Naomi wonders which is worse – to be castrated, or to live your life in a convent. Since the novel turns on the young American’s elaborate imagination of the parallels between herself and Heloise, much of the story takes place in Naomi’s head, a confusing location. Fearing to speak French with the natives and having virtually no one to talk to but herself most of the time, she dwells intently on her loneliness and isolation. Her situation is made worse by the fact that her stipend checks from America tend to turn up late, causing a chronic shortage of money, and therefore food. She consoles herself little-girl style by living on hot chocolate and pastries.
The young scholar also has trouble gaining access to the manuscripts she’s been sent to study. Professor Mauriet, an authority of French medieval studies, rebuffs her scornfully, and we learn that his reasons for dismissing her may transcend the fact that she’s a timid American, and extend to the fact that she’s Jewish. Soon Naomi suspects she’s obtained one of Heloise’s lost writings, and uncovering its authenticity – and eventually,
its whereabouts – draws her into contact with other people. The most interesting of these are a wild-eyed male librarian and a successful female scholar, whose characters remain largely unexplored because Naomi is so distant. In the meantime, two radical feminist Frenchwomen take Naomi under their wing and instruct her somewhat woodenly in feminist psychosocial dogma. The plot unfolds in Naomi’s search for the truth about the manuscript, and herself.
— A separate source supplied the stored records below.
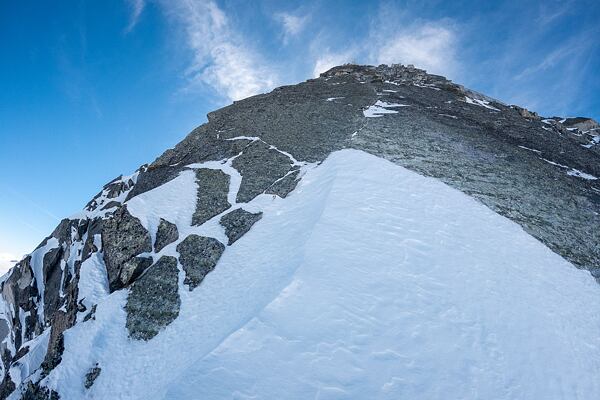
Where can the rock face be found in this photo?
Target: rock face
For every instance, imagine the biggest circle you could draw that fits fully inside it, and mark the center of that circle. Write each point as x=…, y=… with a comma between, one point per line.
x=238, y=222
x=154, y=301
x=166, y=234
x=91, y=376
x=539, y=172
x=213, y=187
x=123, y=239
x=198, y=256
x=260, y=167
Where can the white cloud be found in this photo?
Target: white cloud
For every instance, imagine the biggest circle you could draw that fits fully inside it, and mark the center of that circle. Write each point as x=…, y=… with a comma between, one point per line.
x=7, y=260
x=430, y=47
x=221, y=58
x=136, y=6
x=329, y=60
x=292, y=24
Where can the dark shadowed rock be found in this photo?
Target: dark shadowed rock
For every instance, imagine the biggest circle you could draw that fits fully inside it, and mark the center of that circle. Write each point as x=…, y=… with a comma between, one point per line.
x=260, y=166
x=198, y=255
x=132, y=269
x=34, y=391
x=238, y=222
x=213, y=187
x=91, y=376
x=166, y=234
x=53, y=276
x=285, y=185
x=123, y=238
x=153, y=302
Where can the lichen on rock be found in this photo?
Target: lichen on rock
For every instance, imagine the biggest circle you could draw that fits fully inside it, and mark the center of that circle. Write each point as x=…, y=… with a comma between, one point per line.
x=166, y=234
x=238, y=222
x=153, y=302
x=213, y=187
x=123, y=238
x=198, y=256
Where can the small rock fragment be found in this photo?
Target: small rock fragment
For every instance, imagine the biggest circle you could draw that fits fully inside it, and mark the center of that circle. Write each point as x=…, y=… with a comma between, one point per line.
x=153, y=302
x=238, y=222
x=198, y=256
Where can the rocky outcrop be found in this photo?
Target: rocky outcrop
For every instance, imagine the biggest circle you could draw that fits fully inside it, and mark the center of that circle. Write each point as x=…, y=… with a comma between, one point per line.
x=123, y=238
x=260, y=166
x=91, y=376
x=238, y=222
x=198, y=256
x=539, y=172
x=284, y=186
x=154, y=301
x=34, y=391
x=213, y=187
x=166, y=234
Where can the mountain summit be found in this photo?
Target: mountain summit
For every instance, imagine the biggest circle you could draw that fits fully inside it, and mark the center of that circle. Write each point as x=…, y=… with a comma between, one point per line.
x=377, y=232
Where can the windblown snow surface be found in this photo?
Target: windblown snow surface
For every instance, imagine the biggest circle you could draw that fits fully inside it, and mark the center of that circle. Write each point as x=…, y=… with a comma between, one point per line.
x=368, y=282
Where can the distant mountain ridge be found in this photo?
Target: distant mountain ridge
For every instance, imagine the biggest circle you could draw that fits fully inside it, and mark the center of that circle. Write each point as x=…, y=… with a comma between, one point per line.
x=146, y=237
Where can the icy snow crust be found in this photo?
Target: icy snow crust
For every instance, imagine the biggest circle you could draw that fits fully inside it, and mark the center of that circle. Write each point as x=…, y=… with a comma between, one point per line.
x=368, y=282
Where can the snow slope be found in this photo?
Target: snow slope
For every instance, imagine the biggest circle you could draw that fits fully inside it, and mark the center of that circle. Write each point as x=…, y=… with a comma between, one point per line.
x=368, y=282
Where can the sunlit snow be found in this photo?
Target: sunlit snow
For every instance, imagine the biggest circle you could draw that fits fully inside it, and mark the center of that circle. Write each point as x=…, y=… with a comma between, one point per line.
x=367, y=282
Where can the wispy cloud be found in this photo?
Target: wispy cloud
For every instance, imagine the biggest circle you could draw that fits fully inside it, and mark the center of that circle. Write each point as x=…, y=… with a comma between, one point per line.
x=136, y=6
x=7, y=260
x=329, y=59
x=221, y=58
x=292, y=24
x=431, y=45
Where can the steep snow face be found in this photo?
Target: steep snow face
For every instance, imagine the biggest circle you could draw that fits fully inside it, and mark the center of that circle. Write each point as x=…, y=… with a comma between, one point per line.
x=368, y=281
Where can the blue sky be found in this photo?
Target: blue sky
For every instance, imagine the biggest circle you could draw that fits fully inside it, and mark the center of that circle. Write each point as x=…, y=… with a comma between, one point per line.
x=90, y=90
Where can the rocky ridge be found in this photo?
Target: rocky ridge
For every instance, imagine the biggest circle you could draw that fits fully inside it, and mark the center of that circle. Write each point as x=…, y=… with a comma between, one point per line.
x=540, y=172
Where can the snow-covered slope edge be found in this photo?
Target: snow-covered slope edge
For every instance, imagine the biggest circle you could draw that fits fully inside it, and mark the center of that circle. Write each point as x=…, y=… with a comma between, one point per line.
x=368, y=281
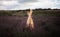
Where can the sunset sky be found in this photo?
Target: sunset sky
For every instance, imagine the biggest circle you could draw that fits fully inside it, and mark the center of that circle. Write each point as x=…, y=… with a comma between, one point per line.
x=25, y=4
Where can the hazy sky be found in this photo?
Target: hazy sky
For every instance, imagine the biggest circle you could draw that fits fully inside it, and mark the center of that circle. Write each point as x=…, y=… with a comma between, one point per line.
x=25, y=4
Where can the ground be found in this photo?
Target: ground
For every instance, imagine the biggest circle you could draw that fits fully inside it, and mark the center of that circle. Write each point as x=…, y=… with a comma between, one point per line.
x=14, y=26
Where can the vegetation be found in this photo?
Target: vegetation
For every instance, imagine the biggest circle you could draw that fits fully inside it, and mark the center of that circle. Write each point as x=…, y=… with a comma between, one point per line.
x=36, y=12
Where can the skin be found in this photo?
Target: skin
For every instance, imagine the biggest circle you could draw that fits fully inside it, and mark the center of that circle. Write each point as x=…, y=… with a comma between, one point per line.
x=30, y=20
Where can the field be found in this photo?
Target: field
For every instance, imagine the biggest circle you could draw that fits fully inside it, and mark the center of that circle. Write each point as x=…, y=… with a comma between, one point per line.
x=46, y=23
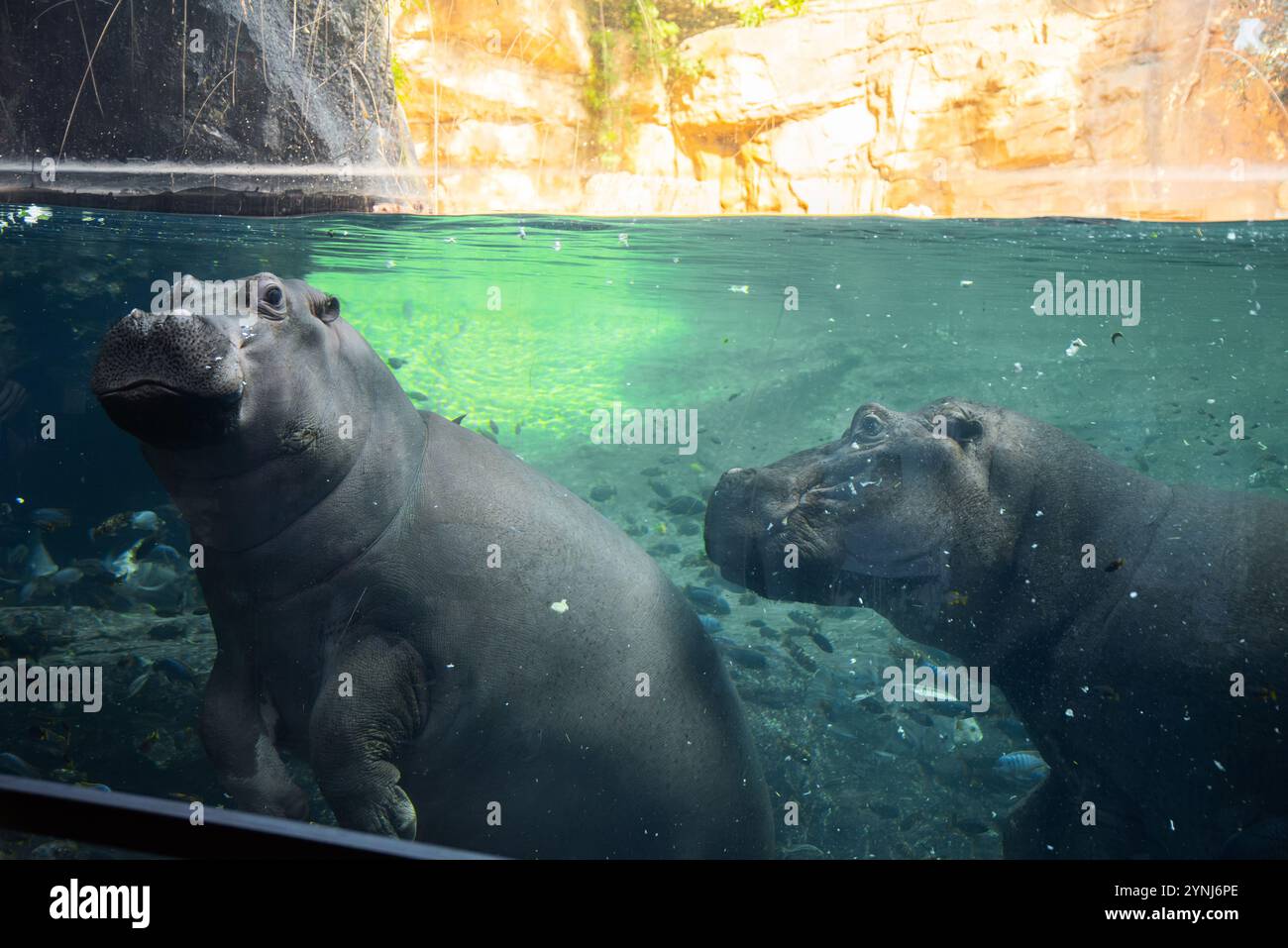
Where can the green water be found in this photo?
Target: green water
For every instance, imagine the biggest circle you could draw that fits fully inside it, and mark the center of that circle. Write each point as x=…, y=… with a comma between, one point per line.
x=773, y=330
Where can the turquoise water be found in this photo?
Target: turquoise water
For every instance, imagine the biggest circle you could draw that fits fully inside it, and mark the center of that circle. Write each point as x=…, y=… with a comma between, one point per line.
x=773, y=330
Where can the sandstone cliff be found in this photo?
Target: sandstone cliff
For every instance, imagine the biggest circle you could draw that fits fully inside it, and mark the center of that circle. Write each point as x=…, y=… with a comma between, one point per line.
x=940, y=107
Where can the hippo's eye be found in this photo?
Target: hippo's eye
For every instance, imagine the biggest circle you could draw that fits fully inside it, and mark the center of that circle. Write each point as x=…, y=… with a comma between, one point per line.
x=871, y=425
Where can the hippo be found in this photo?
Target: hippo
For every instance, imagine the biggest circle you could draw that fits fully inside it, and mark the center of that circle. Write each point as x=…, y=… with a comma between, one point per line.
x=459, y=648
x=1140, y=630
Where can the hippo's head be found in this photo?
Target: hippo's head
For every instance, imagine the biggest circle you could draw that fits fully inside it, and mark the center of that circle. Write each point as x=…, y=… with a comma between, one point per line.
x=900, y=501
x=252, y=397
x=193, y=373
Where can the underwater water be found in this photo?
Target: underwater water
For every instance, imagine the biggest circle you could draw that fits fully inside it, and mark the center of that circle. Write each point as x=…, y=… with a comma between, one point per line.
x=773, y=330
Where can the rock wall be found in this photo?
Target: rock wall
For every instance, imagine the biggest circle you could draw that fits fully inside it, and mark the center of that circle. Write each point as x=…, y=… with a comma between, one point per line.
x=136, y=98
x=944, y=107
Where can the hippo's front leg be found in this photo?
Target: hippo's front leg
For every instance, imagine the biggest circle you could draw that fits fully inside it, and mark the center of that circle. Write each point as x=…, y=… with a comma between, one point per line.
x=237, y=734
x=374, y=698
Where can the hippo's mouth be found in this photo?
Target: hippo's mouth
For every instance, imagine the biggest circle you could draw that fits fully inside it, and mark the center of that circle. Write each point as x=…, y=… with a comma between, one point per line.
x=171, y=380
x=162, y=415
Readers with interests in female “coming of age” stories and in academia’s politics will love “Yes & No.” Naomi’s conflicts over domineering male professors, her fear that her own erotic desires will place her at the (further) mercy of men, and the story’s romantic backdrop of turbulent late-’60s Paris, provide pleasurable opportunities for reflection, and fuel for fires. The dialogue is sprinkled with foreign phrases that make you feel good about the remnants of your college French, and a good many fashionable academic beliefs about the nature of relationships between men and women are validated.
For some other readers, not all of Naomi’s epiphanic moments will be quite believable. A peculiarity of this novel is that even though one of its main themes involves the erotic, only one or two scenes grant fleeting moments of actual eroticism. In a way “Yes & No” is a book that shows how confused you can get by thinking too hard about sex. Toward the end, it’s admitted that Naomi is “still a virgin,” one of the more precise statements about her emotional makeup, but an indication of how little she actually changes during the course of the story.
The characters in “Yes & No” live on the surface of their beings – in physical, emotional and rational places that seem isolated from the deeper ranges of consciousness that preoccupied medieval philosophers such as Abelard. In a dream of meeting Heloise, Naomi seems to penetrate the membrane of her becluttered rationalizations and circumvented erotic desires. But the dream itself withdraws into dry dialogue full of didactic hints from the nun about living life, and ends up even less potent than Naomi’s waking rationalizations.
Although not for everyone, “Yes & No” is a complicated and generally well-written novel, and given the literary fashionability of its subject matter and message, it should have been picked up by a commercial publisher before it was self-published. It’s highly recommended for audiences who believe themselves to be mature.
“Yes & No” is Linda Tatelbaum’s third book under the About Time imprint. She lives in Appleton.